# My new giant grim reaper...



## z0mbie st0mp (Oct 9, 2010)

When i saw it in the store, i had to have it...

He stands approximately 12 feet tall... I'm about 6' 5"


----------



## RoxyBlue (Oct 6, 2008)

Looks as if he's pointing to his next victim


----------



## Georgeb68 (Mar 26, 2013)

Pretty cool!


----------



## z0mbie st0mp (Oct 9, 2010)

RoxyBlue said:


> Looks as if he's pointing to his next victim


Hope not!

That arm is actually animated, it moves up and down... Pretty neat.

Last year was my first year in this neighborhood, and i noticed a lot of kids passed our house because all the houses around me are vacant.
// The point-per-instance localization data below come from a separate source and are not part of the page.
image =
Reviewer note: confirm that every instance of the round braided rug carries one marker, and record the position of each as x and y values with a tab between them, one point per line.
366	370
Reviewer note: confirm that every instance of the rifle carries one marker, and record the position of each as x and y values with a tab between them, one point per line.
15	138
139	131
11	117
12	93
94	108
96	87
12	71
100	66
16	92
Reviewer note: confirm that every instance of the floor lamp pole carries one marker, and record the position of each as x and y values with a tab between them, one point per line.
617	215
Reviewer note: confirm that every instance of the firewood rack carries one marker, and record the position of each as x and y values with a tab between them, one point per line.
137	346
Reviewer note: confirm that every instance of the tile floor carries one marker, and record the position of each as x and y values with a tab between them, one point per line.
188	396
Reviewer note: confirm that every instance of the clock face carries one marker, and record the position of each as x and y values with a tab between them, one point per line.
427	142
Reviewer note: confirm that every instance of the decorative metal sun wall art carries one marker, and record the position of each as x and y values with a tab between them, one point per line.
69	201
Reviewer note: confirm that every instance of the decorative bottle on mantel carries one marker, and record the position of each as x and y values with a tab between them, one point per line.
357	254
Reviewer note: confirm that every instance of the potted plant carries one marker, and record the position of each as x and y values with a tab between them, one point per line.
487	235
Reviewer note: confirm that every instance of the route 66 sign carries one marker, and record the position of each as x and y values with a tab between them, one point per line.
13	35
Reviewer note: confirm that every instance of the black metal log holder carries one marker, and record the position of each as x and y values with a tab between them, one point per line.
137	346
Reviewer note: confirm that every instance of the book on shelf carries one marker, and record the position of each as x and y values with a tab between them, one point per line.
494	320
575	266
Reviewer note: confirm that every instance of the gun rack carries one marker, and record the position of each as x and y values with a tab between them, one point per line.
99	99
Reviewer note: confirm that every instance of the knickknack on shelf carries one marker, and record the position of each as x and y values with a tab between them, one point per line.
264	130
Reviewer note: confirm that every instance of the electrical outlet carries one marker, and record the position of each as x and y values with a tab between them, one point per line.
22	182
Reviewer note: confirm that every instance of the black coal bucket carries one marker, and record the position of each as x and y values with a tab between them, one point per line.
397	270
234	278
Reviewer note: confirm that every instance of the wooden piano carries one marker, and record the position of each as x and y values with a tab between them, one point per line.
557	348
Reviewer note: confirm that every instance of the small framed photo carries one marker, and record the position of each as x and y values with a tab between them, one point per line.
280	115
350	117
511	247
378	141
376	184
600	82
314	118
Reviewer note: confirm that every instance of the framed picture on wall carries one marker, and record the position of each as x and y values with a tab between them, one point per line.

So i figured a giant inflatable would bring them closer and they would see all my other cool stuff!


----------



## Hairazor (Mar 13, 2012)

That ought to get you noticed!


----------



## Headless (Sep 4, 2011)

^ What Hairazor said - he's a beauty!


----------



## Wispurs (Oct 9, 2012)

that would make me what to come and check things out.


----------



## Daphne (Oct 18, 2006)

I missed this last year. Holy cow that thing is ginormous!!

My dearest Frank (inflatable) who was the beginning of my haunting probably 10 years ago or possibly more "died" last year. His hands literally shredded and he collapsed. Weirdly enough, the rest of him was fine but while tying his hands in a knot worked to inflate him, I figured that would scare the daylights out of kids to have a friendly Frankenstein with no hands! He was kind of scary looking like that!

I wouldn't mind having something like this guy as a replacement! Very cool!


----------